I've calmed down. His song is not as loud. Okay....c'mon Roy your in control. Okay where was I? Ah yes......
I had two brothers one was just 3 years older then me, the other was 13 years older than me. The younger was Jacob, the older was Seth. After what happened to our parents Seth became out provider. He was barely home because he had to work two jobs. But when he was he would school is saying "I won't have you grow up as dumb-asses pardon my French, just because we were scarred for life." He was a great brother. Always tried to make light of the situation.
Jacob was never the same after what happened. He rarely ever smiled again. But it was understandable. Me on the other hand I simply formed a mask. The day after it happened I was smiling again. But deep down I was wounded and it left a scar. I never truly got over it.

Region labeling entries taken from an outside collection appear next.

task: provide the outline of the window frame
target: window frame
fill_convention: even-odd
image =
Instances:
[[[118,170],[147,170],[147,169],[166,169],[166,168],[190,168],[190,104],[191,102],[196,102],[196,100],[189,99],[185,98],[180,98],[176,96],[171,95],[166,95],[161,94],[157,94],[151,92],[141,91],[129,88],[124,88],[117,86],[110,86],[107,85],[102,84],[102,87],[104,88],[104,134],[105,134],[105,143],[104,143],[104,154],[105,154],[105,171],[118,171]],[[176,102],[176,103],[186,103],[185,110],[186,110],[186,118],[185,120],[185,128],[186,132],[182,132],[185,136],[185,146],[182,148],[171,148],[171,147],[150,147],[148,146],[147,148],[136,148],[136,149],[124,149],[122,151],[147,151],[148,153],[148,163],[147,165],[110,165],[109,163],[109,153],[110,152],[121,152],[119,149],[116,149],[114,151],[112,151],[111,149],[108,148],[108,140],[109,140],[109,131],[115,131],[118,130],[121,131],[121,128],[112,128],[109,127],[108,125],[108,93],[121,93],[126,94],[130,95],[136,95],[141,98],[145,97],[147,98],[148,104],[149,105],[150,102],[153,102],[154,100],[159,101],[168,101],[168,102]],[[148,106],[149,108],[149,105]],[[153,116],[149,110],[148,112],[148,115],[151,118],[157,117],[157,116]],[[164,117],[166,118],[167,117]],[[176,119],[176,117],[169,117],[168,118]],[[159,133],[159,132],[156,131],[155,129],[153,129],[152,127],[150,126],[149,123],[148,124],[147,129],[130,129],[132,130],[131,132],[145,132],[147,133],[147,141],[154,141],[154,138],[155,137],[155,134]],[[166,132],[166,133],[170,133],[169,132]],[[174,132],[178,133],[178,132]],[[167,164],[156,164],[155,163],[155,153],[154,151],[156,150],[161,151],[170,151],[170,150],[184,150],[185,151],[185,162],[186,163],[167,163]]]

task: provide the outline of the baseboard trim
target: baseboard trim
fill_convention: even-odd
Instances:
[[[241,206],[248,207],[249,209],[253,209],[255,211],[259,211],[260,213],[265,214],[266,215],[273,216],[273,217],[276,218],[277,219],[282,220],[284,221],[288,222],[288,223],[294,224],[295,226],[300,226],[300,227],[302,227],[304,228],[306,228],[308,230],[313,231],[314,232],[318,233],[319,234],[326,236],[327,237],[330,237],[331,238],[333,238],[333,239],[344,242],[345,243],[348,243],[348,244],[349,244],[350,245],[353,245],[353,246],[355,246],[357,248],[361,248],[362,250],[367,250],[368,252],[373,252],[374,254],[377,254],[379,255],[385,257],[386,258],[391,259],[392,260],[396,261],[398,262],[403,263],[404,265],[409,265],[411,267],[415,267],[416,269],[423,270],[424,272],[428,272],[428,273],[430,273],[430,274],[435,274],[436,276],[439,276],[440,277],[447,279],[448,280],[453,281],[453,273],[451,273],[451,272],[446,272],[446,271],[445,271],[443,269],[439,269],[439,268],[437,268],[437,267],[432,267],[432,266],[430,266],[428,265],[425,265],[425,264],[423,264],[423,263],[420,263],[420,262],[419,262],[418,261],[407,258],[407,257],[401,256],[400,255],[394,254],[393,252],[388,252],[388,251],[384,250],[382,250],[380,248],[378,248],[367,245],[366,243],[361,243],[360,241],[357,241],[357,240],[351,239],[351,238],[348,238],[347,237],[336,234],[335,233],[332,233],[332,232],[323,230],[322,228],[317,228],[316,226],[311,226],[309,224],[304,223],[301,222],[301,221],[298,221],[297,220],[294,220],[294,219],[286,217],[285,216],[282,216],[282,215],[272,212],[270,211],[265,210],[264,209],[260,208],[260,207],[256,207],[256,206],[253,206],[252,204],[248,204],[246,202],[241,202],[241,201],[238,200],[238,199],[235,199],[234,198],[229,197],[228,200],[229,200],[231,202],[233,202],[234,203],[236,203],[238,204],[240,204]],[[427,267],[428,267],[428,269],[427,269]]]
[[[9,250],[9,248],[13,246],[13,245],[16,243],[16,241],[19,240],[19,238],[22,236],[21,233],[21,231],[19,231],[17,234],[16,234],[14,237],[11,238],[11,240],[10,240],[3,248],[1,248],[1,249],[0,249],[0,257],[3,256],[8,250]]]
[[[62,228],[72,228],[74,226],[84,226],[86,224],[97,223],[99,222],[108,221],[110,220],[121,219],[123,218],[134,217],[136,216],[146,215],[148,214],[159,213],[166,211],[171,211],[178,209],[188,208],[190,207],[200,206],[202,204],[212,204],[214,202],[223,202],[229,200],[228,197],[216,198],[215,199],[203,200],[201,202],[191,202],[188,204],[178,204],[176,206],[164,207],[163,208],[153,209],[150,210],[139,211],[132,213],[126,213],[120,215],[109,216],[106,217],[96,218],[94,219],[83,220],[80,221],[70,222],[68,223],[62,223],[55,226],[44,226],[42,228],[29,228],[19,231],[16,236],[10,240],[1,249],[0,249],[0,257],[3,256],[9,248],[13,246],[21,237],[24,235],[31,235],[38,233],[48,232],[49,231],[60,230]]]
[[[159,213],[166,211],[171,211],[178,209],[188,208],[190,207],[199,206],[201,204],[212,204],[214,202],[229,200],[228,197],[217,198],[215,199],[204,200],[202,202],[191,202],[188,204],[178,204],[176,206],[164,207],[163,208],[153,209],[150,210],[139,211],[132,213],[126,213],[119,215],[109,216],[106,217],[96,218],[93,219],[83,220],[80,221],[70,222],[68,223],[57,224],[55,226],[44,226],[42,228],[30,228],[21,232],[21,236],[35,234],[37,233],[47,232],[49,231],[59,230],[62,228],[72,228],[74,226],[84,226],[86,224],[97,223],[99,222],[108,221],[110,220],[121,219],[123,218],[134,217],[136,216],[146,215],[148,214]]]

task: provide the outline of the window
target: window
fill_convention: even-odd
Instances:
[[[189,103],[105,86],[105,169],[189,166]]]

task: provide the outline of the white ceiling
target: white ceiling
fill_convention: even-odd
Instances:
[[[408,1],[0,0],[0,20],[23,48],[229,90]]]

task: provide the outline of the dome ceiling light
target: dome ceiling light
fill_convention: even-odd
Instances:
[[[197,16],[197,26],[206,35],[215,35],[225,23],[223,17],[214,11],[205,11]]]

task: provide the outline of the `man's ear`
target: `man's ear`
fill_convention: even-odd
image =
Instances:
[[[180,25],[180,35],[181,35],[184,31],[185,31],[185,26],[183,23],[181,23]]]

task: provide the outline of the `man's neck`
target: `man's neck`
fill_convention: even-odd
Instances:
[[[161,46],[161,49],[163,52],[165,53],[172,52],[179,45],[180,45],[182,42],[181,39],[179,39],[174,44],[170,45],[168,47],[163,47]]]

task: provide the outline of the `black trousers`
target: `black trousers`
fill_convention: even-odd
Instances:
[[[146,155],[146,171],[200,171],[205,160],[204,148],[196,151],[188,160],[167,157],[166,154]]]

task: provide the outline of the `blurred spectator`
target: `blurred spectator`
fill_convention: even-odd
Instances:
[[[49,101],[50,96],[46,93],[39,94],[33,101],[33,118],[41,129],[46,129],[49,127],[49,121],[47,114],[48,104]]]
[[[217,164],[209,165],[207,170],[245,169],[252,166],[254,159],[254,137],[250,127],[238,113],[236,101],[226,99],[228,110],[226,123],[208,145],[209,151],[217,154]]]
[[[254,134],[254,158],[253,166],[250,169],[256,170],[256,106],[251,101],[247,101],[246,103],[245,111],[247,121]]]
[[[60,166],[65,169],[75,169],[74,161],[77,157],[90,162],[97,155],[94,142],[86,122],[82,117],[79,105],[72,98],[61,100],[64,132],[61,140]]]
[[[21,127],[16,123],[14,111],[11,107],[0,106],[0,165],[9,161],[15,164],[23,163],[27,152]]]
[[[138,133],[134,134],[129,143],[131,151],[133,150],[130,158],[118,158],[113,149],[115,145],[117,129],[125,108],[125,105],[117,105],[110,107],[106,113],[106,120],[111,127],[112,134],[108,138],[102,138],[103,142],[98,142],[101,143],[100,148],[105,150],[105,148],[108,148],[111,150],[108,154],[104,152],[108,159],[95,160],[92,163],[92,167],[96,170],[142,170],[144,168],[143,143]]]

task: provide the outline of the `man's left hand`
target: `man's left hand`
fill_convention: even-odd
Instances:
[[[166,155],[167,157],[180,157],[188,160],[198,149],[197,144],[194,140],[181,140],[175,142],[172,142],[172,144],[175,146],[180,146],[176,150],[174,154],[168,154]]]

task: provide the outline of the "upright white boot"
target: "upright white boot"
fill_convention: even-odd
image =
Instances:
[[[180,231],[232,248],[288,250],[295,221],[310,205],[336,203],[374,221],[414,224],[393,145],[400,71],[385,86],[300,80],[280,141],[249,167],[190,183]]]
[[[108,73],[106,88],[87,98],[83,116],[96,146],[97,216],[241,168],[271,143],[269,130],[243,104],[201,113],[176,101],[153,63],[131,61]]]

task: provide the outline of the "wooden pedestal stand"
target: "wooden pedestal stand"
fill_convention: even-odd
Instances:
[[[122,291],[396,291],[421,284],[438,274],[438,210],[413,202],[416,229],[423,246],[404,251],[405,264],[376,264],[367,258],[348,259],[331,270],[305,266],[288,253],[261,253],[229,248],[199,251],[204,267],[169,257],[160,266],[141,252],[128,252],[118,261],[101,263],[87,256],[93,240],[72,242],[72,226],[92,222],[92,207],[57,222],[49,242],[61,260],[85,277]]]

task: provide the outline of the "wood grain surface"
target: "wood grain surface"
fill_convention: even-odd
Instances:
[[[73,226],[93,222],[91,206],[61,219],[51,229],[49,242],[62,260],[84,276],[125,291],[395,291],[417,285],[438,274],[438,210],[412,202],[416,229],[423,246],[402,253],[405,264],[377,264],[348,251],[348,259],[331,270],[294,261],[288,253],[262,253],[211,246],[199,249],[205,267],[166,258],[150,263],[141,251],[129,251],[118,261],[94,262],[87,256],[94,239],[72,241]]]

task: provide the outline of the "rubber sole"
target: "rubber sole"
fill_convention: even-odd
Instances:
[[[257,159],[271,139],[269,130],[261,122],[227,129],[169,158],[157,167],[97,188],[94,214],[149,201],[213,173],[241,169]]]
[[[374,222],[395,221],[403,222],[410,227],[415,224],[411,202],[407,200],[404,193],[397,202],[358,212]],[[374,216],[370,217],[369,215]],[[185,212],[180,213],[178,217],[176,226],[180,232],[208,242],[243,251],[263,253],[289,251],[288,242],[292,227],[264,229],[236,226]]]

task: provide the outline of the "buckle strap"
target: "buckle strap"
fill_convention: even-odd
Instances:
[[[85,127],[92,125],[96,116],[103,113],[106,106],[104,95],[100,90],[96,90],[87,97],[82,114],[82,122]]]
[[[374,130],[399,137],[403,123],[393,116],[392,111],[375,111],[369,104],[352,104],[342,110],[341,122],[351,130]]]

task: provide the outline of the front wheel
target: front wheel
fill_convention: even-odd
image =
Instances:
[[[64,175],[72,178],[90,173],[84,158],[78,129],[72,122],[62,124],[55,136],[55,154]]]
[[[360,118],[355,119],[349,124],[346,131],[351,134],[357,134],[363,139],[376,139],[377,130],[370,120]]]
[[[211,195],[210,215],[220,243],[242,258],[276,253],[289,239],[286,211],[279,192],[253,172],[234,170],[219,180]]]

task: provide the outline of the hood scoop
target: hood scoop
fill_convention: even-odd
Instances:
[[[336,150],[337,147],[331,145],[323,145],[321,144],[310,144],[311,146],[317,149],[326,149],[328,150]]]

When I was 9 it started up again. Jacob had never been the same but he started to get worst. He started to become more and more secluded. Barely saying a word. It was unnerving how silent he would get. He would never tell us what was wrong.
When I was 12 he started keeping a notebook. Drawing in it all the time and he wouldn't show us what was inside. He would spend hours locked in his room drawing in that thing. We actually tried to take it away once or I did I guess. He proceeded to punch me breaking my jaw. While I was shocked he jumped on me raining blow after blow on my face. I ended up with a concussion. I didn't attempt to take his notebook after this. I avoided him after this.
He only got worse started getting sick, coughing up blood. It was like deja vu. One day while I was watching candle cove he said he was going out for a walk. I didn't say anything back because I actually feared him still. He never came back. The police searched for weeks didn't find any sign of him anywhere. I'm the one that found his notebook. I hid it under the floor boards of the house because I just thought something about it didn't feel right.
It still didn't end. The next time it was not a complex build up. There was no slender sickness, no fits of rage, no extreme paranoia, and no crazy demented drawings. It was my fifteenth birthday. While me and Seth were celebrating when he saw something out the window that seemed to make him mad. He told me to lock the doors and stay in my room. He ran towards the forest and never came back.
Like with Jacob there was no trace of him.
After all of this happened Nicks family adopted me. I moved to the city where they lived and tried to forget what had happened. You can repress.... But you never truly forget.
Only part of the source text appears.